Since 2013, new regulations came into effect for Hours of Service. The regulations put downward pressure on the carrier capacity of ~3–5%. There was also the mandate on the use of Electronic Logging Devices, or ELDs, from 2015 to 2016. This would put more pressure on the trucking market when freight volumes grow in future. These regulations also lead to a fall in driver and asset productivity.
Newer proposed regulatory changes could constrain capacity more. For example, the EPA (Environmental Protection Agency) and the NHTSA (National Highway Traffic Safety Administration) released new standards.
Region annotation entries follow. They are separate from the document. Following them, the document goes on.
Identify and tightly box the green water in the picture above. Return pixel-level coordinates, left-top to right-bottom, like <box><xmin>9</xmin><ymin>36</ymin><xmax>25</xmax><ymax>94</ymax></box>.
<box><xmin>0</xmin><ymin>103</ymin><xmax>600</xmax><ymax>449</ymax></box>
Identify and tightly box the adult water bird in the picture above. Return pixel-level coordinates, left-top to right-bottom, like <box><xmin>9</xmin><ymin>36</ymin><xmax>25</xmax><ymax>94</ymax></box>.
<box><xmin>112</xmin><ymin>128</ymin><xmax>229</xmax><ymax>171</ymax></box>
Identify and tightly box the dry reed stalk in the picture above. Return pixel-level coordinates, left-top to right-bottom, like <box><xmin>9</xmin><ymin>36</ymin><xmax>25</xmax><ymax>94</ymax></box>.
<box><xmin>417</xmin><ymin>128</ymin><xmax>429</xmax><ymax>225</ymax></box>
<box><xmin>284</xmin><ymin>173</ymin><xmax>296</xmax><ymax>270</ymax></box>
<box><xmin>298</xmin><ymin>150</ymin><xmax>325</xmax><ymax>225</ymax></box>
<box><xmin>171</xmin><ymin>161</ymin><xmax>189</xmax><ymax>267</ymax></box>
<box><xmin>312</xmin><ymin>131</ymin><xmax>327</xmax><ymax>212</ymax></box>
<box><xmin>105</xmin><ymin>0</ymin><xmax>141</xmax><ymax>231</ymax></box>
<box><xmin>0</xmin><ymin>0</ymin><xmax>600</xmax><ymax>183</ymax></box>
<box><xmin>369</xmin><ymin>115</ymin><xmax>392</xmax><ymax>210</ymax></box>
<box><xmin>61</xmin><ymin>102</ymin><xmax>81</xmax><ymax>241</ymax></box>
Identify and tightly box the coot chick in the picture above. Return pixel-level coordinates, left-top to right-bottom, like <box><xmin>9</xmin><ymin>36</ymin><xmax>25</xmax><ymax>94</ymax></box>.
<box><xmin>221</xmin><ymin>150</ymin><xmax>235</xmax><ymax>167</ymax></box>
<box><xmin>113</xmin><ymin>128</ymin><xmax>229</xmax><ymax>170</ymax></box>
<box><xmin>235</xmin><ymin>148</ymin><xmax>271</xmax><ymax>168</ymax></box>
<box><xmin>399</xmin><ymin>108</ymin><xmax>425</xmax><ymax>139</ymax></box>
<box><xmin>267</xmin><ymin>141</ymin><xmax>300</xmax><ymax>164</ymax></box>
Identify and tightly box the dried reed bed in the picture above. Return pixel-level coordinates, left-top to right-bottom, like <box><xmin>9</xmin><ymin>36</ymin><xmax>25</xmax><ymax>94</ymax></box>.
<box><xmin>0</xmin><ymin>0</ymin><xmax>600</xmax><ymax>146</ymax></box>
The standards aim to reduce greenhouse gas emissions and fuel consumption for Class 8 trucks by ~29%. This would lead to expensive new trucks and higher maintenance costs for the company.
As the economy recovers, the railroads continue to see greater movement as all of the sectors increase capacities. However, the industry faces issues with the availability of locomotives and crew members. It takes time to hire and train crew members.
Also, with the new Tier 4 air quality regulations coming into effect on January 1, 2015, locomotive manufacturer Electro-Motive Diesel, Inc. (CAT) doesn’t anticipate having production units ready until 2017. This means there’s only one US locomotive manufacturer, General Electric (GE), to fulfill the required demand.
The above reasons make capacity expansion unlikely in the near future. This creates a supply shortage when the demand rises. This is expected to get worse when the next rounds of regulatory changes are made in 2016. Total shipping costs are expected to increase. Rail costs and driver shortages will put more pressure on the industry.